Department of Motor Sciences and Wellness, University of Naples "Parthenope", Naples, Italy.
Institut de Neurosciences des Systèmes, Aix-Marseille Université, Marseille, France.
Ann N Y Acad Sci. 2022 Oct;1516(1):247-261. doi: 10.1111/nyas.14860. Epub 2022 Jul 15.
Human voluntary movement stems from the coordinated activations in space and time of many musculoskeletal segments. However, the current methodological approaches to study human movement are still limited to the evaluation of the synergies among a few body elements. Network science can be a useful approach to describe movement as a whole and to extract features that are relevant to understanding both its complex physiology and the pathophysiology of movement disorders. Here, we propose to represent human movement as a network (that we named the kinectome), where nodes represent body points, and edges are defined as the correlations of the accelerations between each pair of them. We applied this framework to healthy individuals and patients with Parkinson's disease, observing that the patients' kinectomes display less symmetrical patterns as compared to healthy controls. Furthermore, we used the kinectomes to successfully identify both healthy and diseased subjects using short gait recordings. Finally, we highlighted topological features that predict the individual clinical impairment in patients. Our results define a novel approach to study human movement. While deceptively simple, this approach is well-grounded, and represents a powerful tool that may be applied to a wide spectrum of frameworks.

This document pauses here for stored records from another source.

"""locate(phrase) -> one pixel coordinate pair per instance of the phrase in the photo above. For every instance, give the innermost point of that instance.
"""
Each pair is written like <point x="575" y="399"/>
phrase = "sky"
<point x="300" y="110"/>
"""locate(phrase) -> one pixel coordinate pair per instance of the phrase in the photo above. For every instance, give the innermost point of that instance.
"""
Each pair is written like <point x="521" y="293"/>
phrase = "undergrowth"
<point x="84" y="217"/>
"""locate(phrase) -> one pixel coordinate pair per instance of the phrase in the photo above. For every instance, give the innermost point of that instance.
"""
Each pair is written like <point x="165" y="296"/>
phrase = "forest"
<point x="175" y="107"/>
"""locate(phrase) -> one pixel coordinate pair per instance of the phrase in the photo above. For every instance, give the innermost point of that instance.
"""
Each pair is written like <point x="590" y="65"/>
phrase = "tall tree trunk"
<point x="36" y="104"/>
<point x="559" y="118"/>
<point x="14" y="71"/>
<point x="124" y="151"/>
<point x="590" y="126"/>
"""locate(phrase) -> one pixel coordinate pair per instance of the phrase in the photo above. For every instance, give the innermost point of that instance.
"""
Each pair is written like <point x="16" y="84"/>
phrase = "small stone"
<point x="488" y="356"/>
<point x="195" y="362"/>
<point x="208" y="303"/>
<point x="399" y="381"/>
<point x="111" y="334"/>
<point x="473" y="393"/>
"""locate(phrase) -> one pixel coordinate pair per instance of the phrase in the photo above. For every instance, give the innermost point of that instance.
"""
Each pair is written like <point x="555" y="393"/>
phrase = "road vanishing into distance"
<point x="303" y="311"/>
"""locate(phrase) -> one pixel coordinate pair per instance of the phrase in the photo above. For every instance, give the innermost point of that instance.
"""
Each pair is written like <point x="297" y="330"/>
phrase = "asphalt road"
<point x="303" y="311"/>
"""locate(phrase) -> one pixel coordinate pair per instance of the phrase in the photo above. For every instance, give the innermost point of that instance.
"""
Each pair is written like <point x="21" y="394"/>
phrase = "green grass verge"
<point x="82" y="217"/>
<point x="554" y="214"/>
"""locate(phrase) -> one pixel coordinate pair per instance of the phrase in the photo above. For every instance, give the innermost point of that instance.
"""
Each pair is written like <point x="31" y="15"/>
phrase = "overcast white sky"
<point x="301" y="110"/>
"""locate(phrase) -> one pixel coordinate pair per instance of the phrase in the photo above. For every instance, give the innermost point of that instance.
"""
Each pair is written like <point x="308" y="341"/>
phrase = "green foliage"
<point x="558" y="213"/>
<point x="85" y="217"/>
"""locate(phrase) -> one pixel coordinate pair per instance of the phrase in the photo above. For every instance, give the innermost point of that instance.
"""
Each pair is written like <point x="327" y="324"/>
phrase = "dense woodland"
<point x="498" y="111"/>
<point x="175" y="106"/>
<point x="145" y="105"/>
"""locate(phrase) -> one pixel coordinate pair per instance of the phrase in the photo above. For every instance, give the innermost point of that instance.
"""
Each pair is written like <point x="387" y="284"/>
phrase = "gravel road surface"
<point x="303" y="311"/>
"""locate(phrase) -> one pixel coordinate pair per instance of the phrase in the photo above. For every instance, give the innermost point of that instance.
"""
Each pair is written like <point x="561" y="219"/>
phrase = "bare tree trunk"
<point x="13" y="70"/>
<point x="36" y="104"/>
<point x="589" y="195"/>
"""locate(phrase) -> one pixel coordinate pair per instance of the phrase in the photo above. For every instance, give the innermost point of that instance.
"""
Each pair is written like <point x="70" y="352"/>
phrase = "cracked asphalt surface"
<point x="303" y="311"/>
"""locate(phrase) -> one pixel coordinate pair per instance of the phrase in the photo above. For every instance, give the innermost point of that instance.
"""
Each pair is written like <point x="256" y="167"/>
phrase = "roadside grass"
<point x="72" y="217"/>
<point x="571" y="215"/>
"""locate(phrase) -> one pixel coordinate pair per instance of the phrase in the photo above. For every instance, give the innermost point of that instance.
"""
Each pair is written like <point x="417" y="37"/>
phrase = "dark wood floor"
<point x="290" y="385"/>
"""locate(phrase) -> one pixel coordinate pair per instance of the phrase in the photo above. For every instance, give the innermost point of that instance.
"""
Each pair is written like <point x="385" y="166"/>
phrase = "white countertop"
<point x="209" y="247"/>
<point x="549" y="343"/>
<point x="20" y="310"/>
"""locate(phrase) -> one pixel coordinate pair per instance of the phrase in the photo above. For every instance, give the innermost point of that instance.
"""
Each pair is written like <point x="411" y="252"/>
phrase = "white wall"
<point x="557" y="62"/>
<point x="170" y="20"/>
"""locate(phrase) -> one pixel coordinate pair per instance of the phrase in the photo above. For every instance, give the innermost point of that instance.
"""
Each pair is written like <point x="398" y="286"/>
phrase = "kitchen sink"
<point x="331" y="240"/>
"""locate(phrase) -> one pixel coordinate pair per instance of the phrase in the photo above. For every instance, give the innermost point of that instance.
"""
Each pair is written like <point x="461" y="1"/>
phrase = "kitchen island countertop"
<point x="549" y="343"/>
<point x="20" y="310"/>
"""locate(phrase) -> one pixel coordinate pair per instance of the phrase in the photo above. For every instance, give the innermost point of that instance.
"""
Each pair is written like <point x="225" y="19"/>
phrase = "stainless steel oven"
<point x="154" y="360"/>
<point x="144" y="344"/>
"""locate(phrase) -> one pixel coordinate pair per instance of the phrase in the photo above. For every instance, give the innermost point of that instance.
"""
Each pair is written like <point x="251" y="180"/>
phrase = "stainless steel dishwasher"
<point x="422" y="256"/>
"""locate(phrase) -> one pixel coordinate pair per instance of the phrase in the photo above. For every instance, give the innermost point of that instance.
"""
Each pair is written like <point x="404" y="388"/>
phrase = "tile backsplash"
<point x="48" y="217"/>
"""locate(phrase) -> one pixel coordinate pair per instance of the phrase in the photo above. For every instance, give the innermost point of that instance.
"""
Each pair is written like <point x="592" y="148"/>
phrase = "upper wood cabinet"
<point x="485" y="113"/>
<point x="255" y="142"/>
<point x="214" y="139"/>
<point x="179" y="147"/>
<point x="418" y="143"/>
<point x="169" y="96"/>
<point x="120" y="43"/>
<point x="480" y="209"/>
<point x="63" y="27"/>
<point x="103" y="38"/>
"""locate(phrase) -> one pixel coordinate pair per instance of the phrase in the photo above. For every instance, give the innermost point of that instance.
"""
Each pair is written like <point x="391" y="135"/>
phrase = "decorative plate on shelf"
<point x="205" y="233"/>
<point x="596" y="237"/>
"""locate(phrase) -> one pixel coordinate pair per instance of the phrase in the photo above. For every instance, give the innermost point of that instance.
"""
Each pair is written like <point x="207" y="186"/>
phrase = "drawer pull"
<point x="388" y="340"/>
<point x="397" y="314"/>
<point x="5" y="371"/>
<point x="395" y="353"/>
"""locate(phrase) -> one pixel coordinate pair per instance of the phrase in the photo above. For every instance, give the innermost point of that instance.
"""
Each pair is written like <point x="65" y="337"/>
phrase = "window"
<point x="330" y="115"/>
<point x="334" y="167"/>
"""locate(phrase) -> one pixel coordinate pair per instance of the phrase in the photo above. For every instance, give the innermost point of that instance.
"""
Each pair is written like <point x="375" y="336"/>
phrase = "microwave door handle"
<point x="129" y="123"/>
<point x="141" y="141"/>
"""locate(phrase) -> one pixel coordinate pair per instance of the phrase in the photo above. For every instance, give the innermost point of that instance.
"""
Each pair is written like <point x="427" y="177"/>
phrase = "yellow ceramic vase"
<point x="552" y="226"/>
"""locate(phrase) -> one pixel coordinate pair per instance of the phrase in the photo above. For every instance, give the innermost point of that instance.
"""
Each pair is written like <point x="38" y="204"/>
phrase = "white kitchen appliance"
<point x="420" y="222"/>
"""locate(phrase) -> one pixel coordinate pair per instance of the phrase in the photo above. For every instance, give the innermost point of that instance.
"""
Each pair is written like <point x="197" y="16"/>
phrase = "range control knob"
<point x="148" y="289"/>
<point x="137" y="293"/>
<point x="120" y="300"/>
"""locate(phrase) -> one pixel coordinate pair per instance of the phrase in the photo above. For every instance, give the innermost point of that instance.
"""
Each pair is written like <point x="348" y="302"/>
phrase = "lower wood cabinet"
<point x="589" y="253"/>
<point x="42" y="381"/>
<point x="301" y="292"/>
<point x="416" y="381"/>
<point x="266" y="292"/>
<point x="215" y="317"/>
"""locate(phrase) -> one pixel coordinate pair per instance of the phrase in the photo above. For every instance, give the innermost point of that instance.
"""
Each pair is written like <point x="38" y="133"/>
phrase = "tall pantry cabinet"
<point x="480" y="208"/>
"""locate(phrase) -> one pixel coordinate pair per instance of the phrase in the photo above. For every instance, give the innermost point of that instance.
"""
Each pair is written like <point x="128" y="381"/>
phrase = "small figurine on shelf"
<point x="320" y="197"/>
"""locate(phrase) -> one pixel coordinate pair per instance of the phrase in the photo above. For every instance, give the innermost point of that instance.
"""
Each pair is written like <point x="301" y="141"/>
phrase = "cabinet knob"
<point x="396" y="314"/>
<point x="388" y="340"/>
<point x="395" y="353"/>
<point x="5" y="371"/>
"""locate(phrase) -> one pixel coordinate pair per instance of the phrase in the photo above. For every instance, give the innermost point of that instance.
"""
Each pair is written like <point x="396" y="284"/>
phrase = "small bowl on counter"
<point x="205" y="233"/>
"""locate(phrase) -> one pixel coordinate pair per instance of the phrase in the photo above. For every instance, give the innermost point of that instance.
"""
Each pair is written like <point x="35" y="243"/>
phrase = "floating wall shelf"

人类的随意运动源于许多骨骼肌肉节段在空间和时间上的协调激活。然而,目前研究人类运动的方法学方法仍然仅限于评估几个身体元素之间的协同作用。网络科学可以作为一种有用的方法来描述整体运动,并提取与理解其复杂生理学和运动障碍的病理生理学相关的特征。在这里,我们提出将人类运动表示为一个网络(我们称之为运动组构),其中节点代表身体点,边缘则定义为它们之间每对加速度的相关性。我们将这个框架应用于健康个体和帕金森病患者,观察到与健康对照组相比,患者的运动组构显示出较少的对称模式。此外,我们使用运动组构成功地识别了使用短步态记录的健康和患病受试者。最后,我们强调了预测患者个体临床障碍的拓扑特征。我们的研究结果定义了一种研究人类运动的新方法。虽然表面上看起来很简单,但这种方法是有充分依据的,并且代表了一种强大的工具,可以应用于广泛的框架。